As for fit, the Epic ships with a plethora of options—six pairs of eartips in both standard and flange shapes, along with swappable fins for the earpieces that help provide a more stable fit. The fins help, but whatever material is used for the eartips felt a little harsher than the typical eartips I’m used to. Pretty much everything is a silicon hybrid these days, but something about the Epic’s ear tips felt mildly uncomfortable at times. A deal-breaker? No, more like nitpicking—especially when we consider the low price the earphones are offered at.

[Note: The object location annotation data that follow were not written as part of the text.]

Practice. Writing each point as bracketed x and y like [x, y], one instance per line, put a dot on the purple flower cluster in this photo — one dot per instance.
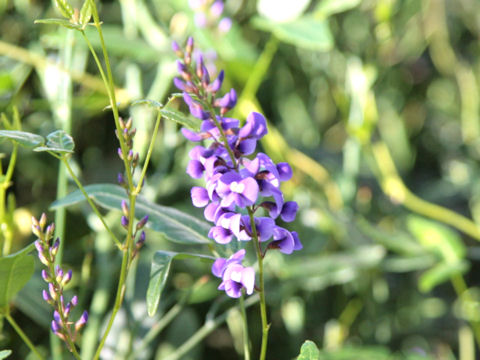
[56, 279]
[238, 184]
[208, 13]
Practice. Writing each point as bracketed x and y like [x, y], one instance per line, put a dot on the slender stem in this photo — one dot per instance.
[246, 338]
[110, 90]
[123, 276]
[118, 303]
[261, 286]
[149, 154]
[461, 289]
[24, 336]
[394, 187]
[7, 235]
[63, 118]
[206, 329]
[90, 202]
[158, 327]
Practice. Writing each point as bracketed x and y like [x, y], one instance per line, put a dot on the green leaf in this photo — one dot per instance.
[309, 351]
[158, 275]
[61, 22]
[441, 273]
[58, 141]
[437, 238]
[15, 271]
[85, 12]
[22, 138]
[330, 7]
[177, 226]
[306, 32]
[171, 114]
[5, 353]
[65, 9]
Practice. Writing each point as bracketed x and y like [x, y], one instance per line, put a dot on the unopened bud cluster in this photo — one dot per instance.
[128, 134]
[137, 231]
[57, 279]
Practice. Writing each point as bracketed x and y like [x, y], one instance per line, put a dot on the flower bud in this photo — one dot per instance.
[43, 221]
[66, 278]
[55, 247]
[82, 321]
[45, 276]
[52, 291]
[142, 222]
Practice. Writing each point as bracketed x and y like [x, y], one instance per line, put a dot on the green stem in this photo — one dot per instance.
[246, 339]
[261, 286]
[206, 329]
[110, 90]
[461, 289]
[24, 336]
[6, 235]
[123, 275]
[393, 186]
[158, 327]
[149, 154]
[90, 202]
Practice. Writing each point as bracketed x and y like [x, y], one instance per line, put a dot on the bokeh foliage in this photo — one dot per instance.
[374, 103]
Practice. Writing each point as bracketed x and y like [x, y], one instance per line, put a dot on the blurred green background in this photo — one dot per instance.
[374, 103]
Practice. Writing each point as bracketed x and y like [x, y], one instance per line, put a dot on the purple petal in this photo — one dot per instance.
[218, 267]
[190, 135]
[199, 196]
[220, 235]
[195, 169]
[284, 171]
[248, 279]
[289, 211]
[264, 227]
[233, 289]
[298, 245]
[225, 25]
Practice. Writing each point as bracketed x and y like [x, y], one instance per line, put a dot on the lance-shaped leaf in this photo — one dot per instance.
[64, 8]
[159, 273]
[172, 114]
[176, 225]
[60, 22]
[15, 271]
[85, 12]
[309, 351]
[5, 353]
[22, 138]
[58, 141]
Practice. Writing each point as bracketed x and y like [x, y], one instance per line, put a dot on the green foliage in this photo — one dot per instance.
[5, 353]
[309, 351]
[64, 8]
[304, 32]
[176, 225]
[172, 114]
[58, 142]
[23, 138]
[61, 22]
[15, 271]
[160, 269]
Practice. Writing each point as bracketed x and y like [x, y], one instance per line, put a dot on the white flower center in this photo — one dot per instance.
[237, 187]
[236, 276]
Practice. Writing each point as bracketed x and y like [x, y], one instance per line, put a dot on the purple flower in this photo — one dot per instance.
[233, 189]
[285, 240]
[234, 184]
[235, 276]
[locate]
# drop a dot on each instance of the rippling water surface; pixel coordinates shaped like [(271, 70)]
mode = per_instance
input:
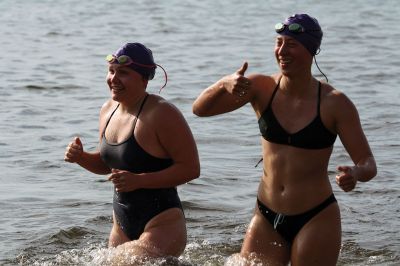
[(53, 85)]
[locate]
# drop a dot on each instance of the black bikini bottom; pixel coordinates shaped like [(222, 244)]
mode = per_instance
[(289, 225)]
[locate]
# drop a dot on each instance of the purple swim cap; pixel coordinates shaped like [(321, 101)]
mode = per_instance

There’s also an inline remote control and microphone for mobile device—it’s of the single-button variety, so you won’t be able to control volume, but at this price, it’s hard to complain much about the inclusion of a remote at all.

Performance
On tracks with serious sub-bass content, like the Knife’s “Silent Shout,” the Epic doesn’t distort, even at top, unsafe listening levels. This is no small feat—plenty of earphones twice the price run into trouble when reproducing this track’s considerable bass. Not only does the Epic not distort, but it delivers the bass with gusto. However, lovers of flat response, or even simply lovers of a reasonable balance in the mix, will likely not love the intense boosting the Epic brings to the table. If big, booming bass is what you crave, these affordable earphones will make you happy—partly because they bring just enough high frequency presence so that things don’t sound like a muddy disaster. But if a truly balanced mix, with definition throughout the mids and high-mids, is what you’re after, this pair isn’t for you.

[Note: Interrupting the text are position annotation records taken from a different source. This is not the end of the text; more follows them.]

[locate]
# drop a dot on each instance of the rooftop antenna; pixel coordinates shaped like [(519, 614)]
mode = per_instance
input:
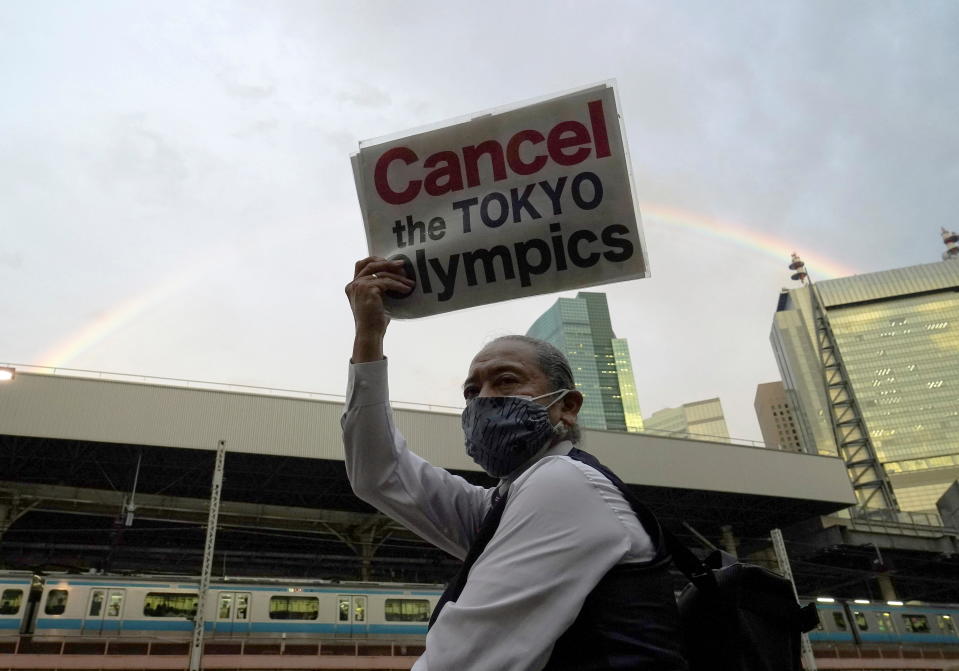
[(949, 239), (799, 269)]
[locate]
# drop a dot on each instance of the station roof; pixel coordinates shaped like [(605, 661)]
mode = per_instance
[(704, 484)]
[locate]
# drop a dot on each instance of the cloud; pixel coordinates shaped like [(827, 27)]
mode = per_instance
[(247, 84), (365, 95), (12, 260)]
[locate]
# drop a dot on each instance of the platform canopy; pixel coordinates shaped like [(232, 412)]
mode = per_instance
[(74, 444)]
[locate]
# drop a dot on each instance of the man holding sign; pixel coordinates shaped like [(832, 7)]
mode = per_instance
[(559, 573)]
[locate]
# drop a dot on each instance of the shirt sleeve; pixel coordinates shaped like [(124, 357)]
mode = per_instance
[(558, 537), (442, 508)]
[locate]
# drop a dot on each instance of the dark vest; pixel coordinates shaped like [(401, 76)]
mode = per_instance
[(629, 620)]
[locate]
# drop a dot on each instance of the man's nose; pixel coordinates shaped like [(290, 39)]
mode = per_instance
[(489, 390)]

On Bill Callahan’s “Drover,” the drums get a serious dose of added bass—much more than they really need. Some listeners will find this exciting, and at least the vocals get enough treble response so that they maintain some of their presence in the mix. But this is not a track with gobs of low-end in it, so when it sounds like it has tons of bass, you know you’re hearing a very sculpted, inaccurate depiction of the mix. 

Jay-Z and Kanye West’s “No Church in the Wild,” the high frequency sculpting helps to bring out the crackle of the vinyl samples, and the attack of the kick drum loop—but the diminished presence of high-mids makes the vocals, and the most powerful aspect of the kick’s attack, sound a little weaker than it does on less scooped out earphones. Combine this with the booming low-end, which bring plenty of the sub-bass synth stabs that punctuate the beat to the forefront of the mix, and you have something that, while not muddy, can only be described as bass-heavy.

Basically, JLab equates the word “epic” with “booming bass.” If you seek balance in your life, or at least your audio, the Epic will skew it and send everything to the lows and highs. This is a pair for big bass fans on a budget, plain and simple. If you’re interested in a more balanced in-ear pair, both the NuForce NE-650M and the Sennheiser CX 685 SPORTS are quality options. And if you want a little balance for even less money, the RHA MA150 is a solid budget choice. Finally, JLab’s own Fit is a viable option in the budget realm—it also comes with plenty of accessories, and emphasizes a big bass response. No one will mistake the JLab sound signature for an accurate mix, but if a sculpted, bass-forward approach is what you crave, this pair is affordable, comes with plenty of eartips, and does not distort. 

Specifications
Wireless No
Phone Controls Yes
Connection Stereo 3.5mm
Removable Cable No
Type In-Ear

Verdict
The JLab Epic's booming bass won't be for everyone, but it delivers undistorted audio at a low price.